A U.S. taxpayer must be prepared to demonstrate that he or she is a bona fide Puerto Rican resident and was present in Puerto Rico for at least 183 days during the taxable year. See Treas. Reg. § 1.937-1(c)(1).3 The determination of whether a taxpayer is a bona fide resident is analyzed via the following 11 factors:4
- intention of the taxpayer
- establishment of a temporary home in the foreign country for an indefinite period
- participation in social and cultural activities of a chosen community, identification with the daily lives of the people and, in general, assimilation into the foreign environment
- physical presence in the foreign country consistent with employment
- nature, extent and reasons for temporary absences from a temporary foreign home
- assumption of economic burdens and payment of taxes to the foreign country
- status of resident contrasted to that of transient or sojourner
- treatment accorded to income tax status by an employer
- marital status and residence of the family
- nature and duration of employment, such as whether an assignment abroad could be promptly accomplished within a definite or specified time
- good faith in making a trip abroad or whether for purpose of tax evasion
Section 937 was amended to provide greater clarity as to determining bona fide residence in U.S. possessions. Specifically, an individual is a bona fide resident of a U.S. possession if such person:
- is present in the possession5 for at least 183 days during the year
- does not have a tax home6 outside the possession during the year
- does not have a closer connection7 to the U.S. or a foreign country than to the possession
If the taxpayer does not meet these tests and has failed to file a federal income tax return with the IRS, the statute of limitations remains open under I.R.C. § 6501(c)(3), even if the taxpayer acted under a good faith belief as to being a Puerto Rican resident.
Conclusion
Navigating Puerto Rico's Act 60 can be complex. If you are seeking to strengthen your residency position, ensure compliance and mitigate the risk of IRS challenges, contact the authors for professional guidance.
Footnotes
1 I.R.C. § 933
2 I.R.C. § 937(a).
3 If the taxpayer is a non-resident alien, the individual must meet the 183-day test under 7701(b)(3)(A). See Treas. Reg. § 1.937-1(c)(2) and Lujan v. Comm'r, T.C. Memo. 2000-365.

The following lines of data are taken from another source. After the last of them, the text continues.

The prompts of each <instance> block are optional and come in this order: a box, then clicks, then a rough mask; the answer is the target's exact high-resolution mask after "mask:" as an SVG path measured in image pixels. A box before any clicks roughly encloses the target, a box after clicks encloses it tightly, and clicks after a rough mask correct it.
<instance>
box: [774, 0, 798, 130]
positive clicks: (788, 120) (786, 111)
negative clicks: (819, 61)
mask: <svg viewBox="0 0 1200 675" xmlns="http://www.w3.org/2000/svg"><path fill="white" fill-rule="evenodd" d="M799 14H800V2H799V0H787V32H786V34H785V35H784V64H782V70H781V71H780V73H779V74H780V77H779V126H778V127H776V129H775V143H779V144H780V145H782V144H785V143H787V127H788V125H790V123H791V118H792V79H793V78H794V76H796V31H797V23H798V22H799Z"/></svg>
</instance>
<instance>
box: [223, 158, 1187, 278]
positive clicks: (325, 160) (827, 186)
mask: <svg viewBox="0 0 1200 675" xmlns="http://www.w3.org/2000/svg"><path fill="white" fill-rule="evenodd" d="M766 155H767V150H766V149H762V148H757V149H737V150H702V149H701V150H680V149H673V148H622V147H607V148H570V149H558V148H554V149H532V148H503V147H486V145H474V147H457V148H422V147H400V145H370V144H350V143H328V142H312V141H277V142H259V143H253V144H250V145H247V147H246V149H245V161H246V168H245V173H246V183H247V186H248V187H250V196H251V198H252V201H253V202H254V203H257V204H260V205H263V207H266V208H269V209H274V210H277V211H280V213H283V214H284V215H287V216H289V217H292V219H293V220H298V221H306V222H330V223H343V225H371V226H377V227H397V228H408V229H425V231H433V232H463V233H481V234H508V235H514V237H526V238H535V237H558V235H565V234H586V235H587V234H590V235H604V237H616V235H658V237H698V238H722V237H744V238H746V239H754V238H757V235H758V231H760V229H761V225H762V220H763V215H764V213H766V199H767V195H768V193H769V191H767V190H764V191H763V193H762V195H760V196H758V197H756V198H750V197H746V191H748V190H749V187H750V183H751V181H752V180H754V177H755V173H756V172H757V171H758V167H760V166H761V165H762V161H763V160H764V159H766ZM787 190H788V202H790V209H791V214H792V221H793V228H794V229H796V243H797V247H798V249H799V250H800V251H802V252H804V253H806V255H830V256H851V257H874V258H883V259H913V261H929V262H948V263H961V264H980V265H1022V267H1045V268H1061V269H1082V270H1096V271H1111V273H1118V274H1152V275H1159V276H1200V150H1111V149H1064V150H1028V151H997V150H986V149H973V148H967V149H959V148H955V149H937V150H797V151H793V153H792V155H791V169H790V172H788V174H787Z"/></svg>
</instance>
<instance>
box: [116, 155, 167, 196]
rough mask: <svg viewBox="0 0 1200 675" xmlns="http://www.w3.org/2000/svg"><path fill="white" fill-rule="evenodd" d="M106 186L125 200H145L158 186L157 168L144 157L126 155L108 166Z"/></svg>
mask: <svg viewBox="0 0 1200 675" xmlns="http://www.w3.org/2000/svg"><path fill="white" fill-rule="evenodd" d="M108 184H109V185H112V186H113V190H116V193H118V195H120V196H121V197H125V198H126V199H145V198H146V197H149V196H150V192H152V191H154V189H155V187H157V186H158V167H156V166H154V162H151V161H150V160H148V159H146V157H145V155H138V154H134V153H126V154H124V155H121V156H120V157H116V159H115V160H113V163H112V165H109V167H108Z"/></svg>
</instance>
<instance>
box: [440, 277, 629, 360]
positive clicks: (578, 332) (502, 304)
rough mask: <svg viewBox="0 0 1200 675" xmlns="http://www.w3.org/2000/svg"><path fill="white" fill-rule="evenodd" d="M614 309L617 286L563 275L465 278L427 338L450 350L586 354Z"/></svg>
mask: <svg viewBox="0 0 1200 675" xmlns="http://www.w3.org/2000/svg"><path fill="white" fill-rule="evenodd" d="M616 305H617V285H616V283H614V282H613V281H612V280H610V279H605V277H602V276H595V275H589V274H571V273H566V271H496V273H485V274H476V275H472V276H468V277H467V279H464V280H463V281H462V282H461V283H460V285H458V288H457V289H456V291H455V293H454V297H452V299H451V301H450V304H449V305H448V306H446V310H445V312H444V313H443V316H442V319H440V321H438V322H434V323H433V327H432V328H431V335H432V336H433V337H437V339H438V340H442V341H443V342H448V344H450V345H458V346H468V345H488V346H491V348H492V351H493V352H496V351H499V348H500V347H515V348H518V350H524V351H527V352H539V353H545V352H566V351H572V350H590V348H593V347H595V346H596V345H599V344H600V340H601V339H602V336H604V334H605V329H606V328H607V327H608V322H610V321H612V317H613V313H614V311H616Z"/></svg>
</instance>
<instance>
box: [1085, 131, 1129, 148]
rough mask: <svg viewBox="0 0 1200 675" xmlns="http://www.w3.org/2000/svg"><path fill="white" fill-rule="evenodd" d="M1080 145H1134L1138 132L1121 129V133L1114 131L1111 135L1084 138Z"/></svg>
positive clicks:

4 See Sochurek v. Comm'r, 300 F.2d 34, 38 (7th Cir. 1962); Bergersen v. Comm'r, 109 F.3d 56, 62 (1st Cir. 1997). Other circuits group the 11 factors into the following four categories: 1) the taxpayer's intent to remain in the place of residency for "an indefinite or at least substantial period of time," 2) the taxpayer's physical presence, 3) the taxpayer's social, family and professional relationships, and 4) the taxpayer's own representations.
5 Guam, American Samoa, Northern Mariana Islands, Puerto Rico or U.S. Virgin Islands.
6 Determined under the principles of I.R.C. § 911(d)(3) (without regard to the second sentence thereof).
7 Determined under the principles of I.R.C. § 7701(b)(3)(B)(ii).
The content of this article is intended to provide a general guide to the subject matter. Specialist advice should be sought about your specific circumstances.